When Alick Dvirnak was an 8-year-old boy he found what he thought was junk on his family's ranch and tossed it away. When he was told that he was amid artifacts from the Killdeer Battle, he started collecting and collecting and collecting.
"I was picking stuff up all the time," he said. "Possibly some arrowheads, Indian hammers and many things I didn't know what they were and I threw them."
Now the Stoxen Library houses arrowheads, a watch, trade axes, shell casings, guns, fragments from cannonballs and so much more that Alick collected during his lifetime and loaned to the facility nearly two years ago.
"It's just so exciting to have some tangible pieces of history for students and visitors," library Director Rita Ennen said Tuesday as she stood in front of the cases which house thousands of pieces.
The 91-year-old Alick and his wife of 60 years, Grayce, lived on the ranch where the battle took place for much of their lives, moved to Dickinson in 2001 and about eight years ago they moved to Colorado. Though he jokes he "is a day older and a day slower," Alick has many memories of his findings and stories of how they got there.
ADVERTISEMENT
"I could of sold it and I could have auctioned it off but we know they will be well taken care of and enjoyed by lots of people," Alick said of the pieces.
Though Alick hasn't had many opportunities to look for artifacts on his last few visits to the ranch he called home for many years, "there will probably be arrowheads for ages to come," he said.
Now his son Craig Dvirnak (Rhonda) lives on the 4,000-acre "Diamond C Ranch" where Native Americans camped for thousands of years and the battle took place.
And the Dvirnak family knows the importance of the area since Craig's grandfather moved there in 1929. They know the history and have all discovered artifacts.
"I feel really blessed and honored to be on a place like this," Craig said.
Though the collection is worth quite a bit of money, Craig will never sell it.
"I told Dad wherever your collection goes, when I get to be that age I want it to go that way," Craig said. "They belong together."
Of course, there is a part of the collection the library would not take -- an unexploded cannonball.
ADVERTISEMENT
"It was a dud that didn't go off and laid there from July 28, 1864 until 1963," Grayce said. Now it is in a safe place, she added.

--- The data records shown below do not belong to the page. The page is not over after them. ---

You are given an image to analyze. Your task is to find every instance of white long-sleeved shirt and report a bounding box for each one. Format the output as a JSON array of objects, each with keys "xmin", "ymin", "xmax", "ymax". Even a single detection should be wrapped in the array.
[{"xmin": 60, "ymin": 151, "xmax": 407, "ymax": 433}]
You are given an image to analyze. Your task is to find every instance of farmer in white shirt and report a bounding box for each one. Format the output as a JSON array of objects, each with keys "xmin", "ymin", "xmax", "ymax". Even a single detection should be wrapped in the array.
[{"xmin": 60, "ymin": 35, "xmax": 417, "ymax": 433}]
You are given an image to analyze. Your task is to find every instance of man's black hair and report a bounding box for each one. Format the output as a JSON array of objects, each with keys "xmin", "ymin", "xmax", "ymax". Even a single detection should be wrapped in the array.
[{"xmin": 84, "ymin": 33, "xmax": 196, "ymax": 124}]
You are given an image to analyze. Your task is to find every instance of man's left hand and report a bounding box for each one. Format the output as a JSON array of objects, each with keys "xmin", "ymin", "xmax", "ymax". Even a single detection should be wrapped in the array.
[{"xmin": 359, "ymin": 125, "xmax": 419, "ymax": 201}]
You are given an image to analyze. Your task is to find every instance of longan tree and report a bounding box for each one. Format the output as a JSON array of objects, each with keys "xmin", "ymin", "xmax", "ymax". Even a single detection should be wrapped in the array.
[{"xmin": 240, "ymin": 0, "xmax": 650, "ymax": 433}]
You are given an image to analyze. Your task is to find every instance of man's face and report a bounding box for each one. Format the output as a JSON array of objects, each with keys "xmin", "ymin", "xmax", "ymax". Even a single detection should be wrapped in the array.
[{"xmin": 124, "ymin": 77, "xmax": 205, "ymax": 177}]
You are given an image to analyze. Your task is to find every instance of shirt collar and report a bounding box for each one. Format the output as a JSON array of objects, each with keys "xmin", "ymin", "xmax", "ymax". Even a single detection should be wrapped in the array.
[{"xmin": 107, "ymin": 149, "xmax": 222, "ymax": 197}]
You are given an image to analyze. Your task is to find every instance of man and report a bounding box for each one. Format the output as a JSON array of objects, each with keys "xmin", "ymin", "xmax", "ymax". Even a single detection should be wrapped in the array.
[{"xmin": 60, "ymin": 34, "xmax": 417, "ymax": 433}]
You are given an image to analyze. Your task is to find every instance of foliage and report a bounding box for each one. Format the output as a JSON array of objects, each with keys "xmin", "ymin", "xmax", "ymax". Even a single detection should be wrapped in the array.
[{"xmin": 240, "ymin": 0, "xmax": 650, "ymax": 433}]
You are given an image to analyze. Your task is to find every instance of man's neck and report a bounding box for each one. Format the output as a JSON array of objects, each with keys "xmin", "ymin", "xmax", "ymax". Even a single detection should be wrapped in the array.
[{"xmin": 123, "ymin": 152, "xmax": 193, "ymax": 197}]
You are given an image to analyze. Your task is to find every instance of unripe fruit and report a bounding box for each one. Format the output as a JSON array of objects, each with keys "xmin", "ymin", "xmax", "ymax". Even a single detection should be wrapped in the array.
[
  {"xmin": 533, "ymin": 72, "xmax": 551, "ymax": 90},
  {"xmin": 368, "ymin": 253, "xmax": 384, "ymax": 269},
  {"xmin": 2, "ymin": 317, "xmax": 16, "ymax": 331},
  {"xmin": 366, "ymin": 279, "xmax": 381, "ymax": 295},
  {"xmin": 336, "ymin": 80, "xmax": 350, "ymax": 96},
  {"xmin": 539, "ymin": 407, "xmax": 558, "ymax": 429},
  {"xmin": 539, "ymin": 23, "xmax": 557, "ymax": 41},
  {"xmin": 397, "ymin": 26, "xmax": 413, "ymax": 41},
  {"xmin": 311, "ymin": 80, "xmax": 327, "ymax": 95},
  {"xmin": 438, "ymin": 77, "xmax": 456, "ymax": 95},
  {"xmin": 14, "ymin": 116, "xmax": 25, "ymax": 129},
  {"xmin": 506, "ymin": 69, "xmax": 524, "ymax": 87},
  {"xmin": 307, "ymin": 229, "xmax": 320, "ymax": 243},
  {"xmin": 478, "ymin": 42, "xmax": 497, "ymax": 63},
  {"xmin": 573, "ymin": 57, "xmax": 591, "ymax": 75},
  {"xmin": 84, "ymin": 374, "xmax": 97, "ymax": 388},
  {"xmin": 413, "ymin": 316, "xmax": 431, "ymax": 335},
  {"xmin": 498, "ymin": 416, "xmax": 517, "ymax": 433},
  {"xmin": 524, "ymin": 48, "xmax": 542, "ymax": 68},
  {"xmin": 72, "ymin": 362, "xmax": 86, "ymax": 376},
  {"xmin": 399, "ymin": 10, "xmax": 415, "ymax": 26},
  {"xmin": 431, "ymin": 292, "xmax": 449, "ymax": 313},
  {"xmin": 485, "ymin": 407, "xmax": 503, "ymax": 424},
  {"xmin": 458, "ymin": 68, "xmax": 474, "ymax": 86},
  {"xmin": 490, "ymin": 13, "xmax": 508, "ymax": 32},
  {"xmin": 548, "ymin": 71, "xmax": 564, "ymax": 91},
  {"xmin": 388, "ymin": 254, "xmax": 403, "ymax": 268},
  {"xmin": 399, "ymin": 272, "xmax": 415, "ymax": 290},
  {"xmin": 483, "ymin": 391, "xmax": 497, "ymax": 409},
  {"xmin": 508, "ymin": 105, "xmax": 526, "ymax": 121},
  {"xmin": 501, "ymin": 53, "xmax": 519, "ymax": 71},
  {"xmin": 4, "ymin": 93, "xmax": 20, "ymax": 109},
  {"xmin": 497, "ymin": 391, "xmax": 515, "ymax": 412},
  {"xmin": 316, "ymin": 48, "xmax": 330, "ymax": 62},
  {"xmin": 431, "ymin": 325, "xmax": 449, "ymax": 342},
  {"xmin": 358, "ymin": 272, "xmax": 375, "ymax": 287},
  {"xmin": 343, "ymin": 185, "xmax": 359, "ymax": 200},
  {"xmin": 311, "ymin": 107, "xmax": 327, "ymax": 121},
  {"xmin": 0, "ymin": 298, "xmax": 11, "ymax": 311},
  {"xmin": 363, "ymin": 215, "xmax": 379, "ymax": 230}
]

Besides thousands of arrowheads, shell casings and occasional cannonballs, more unique pieces include a brass kettle and baby spoon that Craig found and Alick found a piece of a copper bowl.
"I don't care if it's in the garden, corals, trails -- in any given week you'll find something," Craig said.
Craig knows he lives on an extraordinary place.
"When I was a kid it was no big deal but anymore, how many places in the U.S. can you go to of acreage this size and say there was a battle here?" he said.